Fig. 1. Causal diagrams of classic MR and MR-CUE models, with an illustrative example.

a The causal diagram of classic MR models. Classic MR models assume that IVs affect outcome through only exposure. b An illustration of the MR-CUE model. MR-CUE decomposes IVs into two sets, those not affected by CHP (left, η_k = 0) and those affected by CHP (right, η_k = 1). MR-CUE allows all IVs to have potential non-zero UHP effect, θ_k. In b right panel, we assume that the IV affects the exposure and confounder proportionally, with a sum of IV-to-exposure effect of γ_k. We rescale the IV-to-confounder effect to be 1 and the effect of confounders on exposure is then γ_k (yellow line). The red line represents the decomposed and projected confounder-to-outcome effect and is also proportional to IV-strength, γ_k.

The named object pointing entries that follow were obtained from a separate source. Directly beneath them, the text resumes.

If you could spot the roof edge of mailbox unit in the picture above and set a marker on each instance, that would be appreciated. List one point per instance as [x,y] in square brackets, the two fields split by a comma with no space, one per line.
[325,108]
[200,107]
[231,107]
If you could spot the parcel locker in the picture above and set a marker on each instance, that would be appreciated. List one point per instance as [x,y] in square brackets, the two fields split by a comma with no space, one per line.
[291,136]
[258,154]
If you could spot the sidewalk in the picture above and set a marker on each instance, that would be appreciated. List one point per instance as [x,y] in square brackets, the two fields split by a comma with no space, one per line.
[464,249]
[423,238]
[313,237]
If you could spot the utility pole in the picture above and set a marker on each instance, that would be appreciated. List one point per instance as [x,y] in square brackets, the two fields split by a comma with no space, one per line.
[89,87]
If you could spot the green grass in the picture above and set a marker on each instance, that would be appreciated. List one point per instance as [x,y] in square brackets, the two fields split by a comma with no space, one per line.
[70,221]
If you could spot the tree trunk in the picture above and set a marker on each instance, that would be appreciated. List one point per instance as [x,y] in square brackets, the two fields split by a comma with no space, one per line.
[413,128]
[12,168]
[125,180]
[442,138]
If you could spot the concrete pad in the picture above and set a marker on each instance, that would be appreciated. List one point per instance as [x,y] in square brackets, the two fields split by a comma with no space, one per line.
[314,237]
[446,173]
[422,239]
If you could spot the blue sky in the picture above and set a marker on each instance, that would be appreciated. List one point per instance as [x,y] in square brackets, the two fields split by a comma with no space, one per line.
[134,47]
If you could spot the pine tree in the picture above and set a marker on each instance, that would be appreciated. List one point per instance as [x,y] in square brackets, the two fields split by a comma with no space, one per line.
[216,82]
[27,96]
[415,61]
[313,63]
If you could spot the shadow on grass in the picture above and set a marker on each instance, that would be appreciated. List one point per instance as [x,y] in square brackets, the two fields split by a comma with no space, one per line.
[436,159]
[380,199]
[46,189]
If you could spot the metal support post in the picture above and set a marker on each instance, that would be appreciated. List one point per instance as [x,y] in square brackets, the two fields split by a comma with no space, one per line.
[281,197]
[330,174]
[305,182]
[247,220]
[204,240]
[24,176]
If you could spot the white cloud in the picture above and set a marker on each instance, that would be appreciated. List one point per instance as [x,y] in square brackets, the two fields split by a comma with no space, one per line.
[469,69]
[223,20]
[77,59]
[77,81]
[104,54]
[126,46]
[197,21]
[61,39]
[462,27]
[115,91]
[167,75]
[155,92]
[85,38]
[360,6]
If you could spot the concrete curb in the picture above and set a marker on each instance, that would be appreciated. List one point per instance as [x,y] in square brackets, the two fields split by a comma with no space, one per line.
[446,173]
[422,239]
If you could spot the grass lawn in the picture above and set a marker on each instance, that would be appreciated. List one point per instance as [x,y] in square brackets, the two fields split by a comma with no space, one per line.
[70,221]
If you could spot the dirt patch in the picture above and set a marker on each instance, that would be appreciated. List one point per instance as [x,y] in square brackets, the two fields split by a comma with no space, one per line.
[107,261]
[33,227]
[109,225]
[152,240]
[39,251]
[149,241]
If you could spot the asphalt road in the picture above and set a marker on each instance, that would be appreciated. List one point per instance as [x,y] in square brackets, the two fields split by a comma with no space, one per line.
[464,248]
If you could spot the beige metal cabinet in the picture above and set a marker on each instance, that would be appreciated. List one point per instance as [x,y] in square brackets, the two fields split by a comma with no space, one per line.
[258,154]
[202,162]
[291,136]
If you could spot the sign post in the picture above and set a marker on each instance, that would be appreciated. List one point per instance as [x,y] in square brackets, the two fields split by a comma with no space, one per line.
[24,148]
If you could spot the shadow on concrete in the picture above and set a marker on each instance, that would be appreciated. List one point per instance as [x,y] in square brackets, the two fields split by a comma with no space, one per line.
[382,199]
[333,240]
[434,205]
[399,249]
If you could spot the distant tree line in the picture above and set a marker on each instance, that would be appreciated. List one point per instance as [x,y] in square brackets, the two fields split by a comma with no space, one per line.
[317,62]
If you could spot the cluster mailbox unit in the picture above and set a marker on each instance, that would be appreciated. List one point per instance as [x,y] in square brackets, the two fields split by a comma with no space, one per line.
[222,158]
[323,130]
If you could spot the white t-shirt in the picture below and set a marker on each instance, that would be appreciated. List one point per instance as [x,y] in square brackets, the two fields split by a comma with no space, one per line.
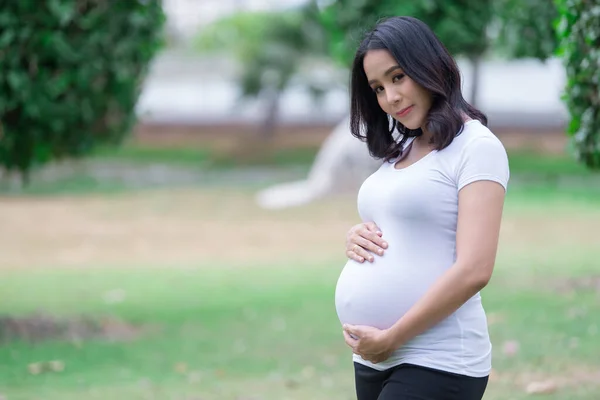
[416,208]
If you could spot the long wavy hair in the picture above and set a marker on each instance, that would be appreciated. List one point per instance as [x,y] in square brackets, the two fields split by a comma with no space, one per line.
[424,58]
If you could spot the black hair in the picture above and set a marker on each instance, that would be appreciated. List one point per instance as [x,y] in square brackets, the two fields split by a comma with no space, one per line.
[424,59]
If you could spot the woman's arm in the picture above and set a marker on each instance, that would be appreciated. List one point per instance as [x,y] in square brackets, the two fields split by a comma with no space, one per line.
[480,206]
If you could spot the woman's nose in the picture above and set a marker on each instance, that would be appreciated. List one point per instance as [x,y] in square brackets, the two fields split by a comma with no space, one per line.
[393,96]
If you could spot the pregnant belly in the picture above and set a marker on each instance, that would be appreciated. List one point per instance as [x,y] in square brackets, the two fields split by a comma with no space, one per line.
[375,294]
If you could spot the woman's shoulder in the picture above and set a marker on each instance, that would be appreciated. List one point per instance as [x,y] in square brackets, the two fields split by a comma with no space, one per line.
[473,132]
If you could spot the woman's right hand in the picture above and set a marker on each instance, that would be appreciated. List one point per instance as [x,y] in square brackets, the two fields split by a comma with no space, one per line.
[364,240]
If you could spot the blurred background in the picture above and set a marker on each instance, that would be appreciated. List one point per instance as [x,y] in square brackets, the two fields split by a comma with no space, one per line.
[178,178]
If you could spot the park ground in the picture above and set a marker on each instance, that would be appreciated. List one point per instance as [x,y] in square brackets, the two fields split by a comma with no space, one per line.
[150,273]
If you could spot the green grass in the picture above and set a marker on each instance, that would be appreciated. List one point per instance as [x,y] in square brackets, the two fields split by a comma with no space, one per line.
[534,173]
[269,328]
[271,331]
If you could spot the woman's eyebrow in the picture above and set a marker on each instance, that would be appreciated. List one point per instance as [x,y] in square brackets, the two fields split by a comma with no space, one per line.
[387,72]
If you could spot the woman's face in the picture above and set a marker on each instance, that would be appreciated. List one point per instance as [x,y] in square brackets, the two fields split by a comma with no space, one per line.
[397,94]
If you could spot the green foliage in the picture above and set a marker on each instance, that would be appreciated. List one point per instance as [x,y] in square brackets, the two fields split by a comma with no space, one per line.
[461,24]
[579,32]
[269,45]
[526,28]
[70,75]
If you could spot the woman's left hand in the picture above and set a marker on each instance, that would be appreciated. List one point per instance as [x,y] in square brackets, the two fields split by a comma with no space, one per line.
[372,344]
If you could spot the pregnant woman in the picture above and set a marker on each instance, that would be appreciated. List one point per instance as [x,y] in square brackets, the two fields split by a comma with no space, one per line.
[408,298]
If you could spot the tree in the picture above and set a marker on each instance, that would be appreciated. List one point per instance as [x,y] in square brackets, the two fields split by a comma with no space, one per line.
[460,24]
[525,29]
[579,33]
[70,75]
[272,47]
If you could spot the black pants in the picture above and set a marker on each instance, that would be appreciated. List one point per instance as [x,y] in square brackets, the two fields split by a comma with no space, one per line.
[412,382]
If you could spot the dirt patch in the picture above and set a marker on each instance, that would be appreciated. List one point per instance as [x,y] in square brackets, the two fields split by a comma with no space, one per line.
[38,328]
[217,227]
[571,285]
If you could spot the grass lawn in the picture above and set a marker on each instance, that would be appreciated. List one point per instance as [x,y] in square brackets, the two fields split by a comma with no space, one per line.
[221,300]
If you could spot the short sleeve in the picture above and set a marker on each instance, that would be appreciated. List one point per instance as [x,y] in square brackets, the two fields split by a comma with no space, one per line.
[484,158]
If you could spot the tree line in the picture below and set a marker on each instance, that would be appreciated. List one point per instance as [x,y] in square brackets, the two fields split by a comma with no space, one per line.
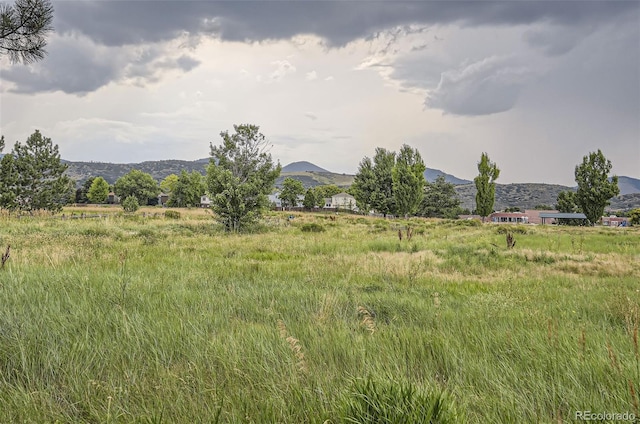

The IV-specific perturbation of confounders may induce an IV-specific bias, ${\tilde{\alpha }}_k$, which has a mean of zero. c, d Illustrations of two scenarios when IV-specific CHP effects may arise: c there are two or more confounders; d there is a single confounder but IVs with different mechanisms are correlated with each other. e An illustrative example of estimating the causal effect of BMI on TG in the presence of CHP. f The reverse causation estimation of TG on BMI confounded by CHP. When estimating the effect of BMI on TG, some IVs (red) are affected by CHP. Adjusting those IVs would lead to a significant effect estimate of BMI on TG, ${\widehat{\beta }}_{1\left(\mathrm{BMI}\to \mathrm{TG}\right)}=0.262$, and an insignificant reverse causal effect estimate from TG to BMI, ${\widehat{\beta }}_{1\left(\mathrm{TG}\to \mathrm{BMI}\right)}=0.008$. In this example, CHP would induce IV-associated confounders and introduce a significant and negative bias. Using estimated IVs with CHP, one may obtain significant causal and reverse causal effect estimates, ${\widehat{\beta }}_{2\left(\mathrm{BMI}\to \mathrm{TG}\right)}=-0.655$, and ${\widehat{\beta }}_{2\left(\mathrm{BMI}\to \mathrm{TG}\right)}=-0.443$.